Toda ação recebe um valor, mesmo sem cobrança imediata
Valor da causa é a expressão econômica atribuída ao processo no momento de seu ajuizamento. Ele não corresponde necessariamente ao que será recebido ao final, mas deve refletir o benefício perseguido segundo os critérios legais. A informação aparece na petição inicial e influencia custas, rito, competência e, em certas situações, honorários.
O CPC fornece critérios para pedidos frequentes
Em ação de cobrança, usa-se a soma corrigida do principal, juros vencidos e penalidades até a propositura. Se a discussão envolve existência, validade, cumprimento, modificação ou rescisão de negócio jurídico, considera-se o valor do ato ou da parte controvertida. Alimentos somam doze prestações mensais pedidas; pedidos cumulados são agregados, e pedidos alternativos seguem o de maior valor.

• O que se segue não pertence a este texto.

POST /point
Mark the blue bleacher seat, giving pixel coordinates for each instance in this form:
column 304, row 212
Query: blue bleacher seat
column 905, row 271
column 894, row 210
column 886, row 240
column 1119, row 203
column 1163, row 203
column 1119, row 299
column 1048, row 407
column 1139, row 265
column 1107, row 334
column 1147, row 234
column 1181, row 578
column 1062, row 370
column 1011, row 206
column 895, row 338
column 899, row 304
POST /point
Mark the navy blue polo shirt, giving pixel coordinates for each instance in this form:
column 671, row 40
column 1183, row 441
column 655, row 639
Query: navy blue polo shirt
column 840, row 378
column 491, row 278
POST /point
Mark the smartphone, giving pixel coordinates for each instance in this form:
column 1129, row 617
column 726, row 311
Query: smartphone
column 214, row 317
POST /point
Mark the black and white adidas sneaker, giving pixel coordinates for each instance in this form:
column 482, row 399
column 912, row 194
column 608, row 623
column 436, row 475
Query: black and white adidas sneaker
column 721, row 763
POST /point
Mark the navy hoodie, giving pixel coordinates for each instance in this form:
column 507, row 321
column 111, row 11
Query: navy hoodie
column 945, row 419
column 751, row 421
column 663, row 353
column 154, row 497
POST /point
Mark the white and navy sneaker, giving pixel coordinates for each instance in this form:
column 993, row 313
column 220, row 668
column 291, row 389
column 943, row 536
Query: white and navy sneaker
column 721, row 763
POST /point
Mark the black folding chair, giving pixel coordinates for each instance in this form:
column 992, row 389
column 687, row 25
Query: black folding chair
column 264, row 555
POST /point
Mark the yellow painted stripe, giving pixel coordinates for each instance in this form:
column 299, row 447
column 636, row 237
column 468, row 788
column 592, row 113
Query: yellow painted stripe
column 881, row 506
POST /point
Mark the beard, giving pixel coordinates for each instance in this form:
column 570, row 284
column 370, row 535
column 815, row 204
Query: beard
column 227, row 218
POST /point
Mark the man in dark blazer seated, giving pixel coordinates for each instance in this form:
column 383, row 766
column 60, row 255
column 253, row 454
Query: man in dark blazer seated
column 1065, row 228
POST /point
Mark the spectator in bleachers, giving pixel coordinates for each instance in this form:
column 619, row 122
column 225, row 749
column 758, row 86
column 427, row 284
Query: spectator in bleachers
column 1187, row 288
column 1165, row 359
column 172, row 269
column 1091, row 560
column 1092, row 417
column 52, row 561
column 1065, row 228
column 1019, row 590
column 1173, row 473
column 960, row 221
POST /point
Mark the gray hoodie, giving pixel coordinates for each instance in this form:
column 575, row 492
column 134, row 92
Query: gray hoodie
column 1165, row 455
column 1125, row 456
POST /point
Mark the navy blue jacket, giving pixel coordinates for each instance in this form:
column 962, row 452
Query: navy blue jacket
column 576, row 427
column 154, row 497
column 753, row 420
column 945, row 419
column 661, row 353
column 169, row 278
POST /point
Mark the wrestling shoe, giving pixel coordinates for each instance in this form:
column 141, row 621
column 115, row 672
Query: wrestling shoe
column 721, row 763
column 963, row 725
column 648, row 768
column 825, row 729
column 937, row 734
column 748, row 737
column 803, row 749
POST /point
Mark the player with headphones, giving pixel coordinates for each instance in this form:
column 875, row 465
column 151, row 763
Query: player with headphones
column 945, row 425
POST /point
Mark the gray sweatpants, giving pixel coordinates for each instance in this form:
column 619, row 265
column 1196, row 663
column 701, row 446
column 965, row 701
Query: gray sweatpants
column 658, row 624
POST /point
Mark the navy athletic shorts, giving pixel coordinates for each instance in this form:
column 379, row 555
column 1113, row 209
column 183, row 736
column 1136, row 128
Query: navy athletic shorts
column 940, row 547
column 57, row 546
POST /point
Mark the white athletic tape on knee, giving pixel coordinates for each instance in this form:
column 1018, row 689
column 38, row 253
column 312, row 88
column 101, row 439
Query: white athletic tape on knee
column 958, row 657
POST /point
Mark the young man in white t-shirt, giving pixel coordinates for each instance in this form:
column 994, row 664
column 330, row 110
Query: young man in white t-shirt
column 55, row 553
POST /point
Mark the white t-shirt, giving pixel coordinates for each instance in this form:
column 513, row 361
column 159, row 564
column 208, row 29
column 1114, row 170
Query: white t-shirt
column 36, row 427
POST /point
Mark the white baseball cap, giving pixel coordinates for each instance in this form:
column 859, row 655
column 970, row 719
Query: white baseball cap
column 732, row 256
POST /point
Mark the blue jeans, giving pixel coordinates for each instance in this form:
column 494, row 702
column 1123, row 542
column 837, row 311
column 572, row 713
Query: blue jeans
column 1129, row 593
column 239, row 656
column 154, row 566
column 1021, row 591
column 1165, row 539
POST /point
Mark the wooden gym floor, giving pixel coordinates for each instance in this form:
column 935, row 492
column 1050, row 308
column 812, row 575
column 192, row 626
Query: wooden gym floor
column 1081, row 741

Para prestações vencidas e vincendas, o art. 292 traz cálculo próprio. Não basta escolher cifra simbólica por conveniência.
Quem pede a devolução de R$ 8 mil e indenização estimada em R$ 12 mil, em cumulação, normalmente atribui R$ 20 mil à causa, sem que isso antecipe o valor que a sentença reconhecerá.
Ausência de conteúdo econômico direto não elimina a obrigação
O art. 291 determina valor certo para toda causa, ainda que o conteúdo econômico não seja imediatamente aferível. Nesses casos, a estimativa deve ser justificada com elementos disponíveis, sem fingir precisão inexistente. A lei especial ou a jurisprudência aplicável pode oferecer parâmetro específico.
Se o proveito se tornar mensurável depois, o juízo pode adequar o valor e exigir complementação das custas correspondentes.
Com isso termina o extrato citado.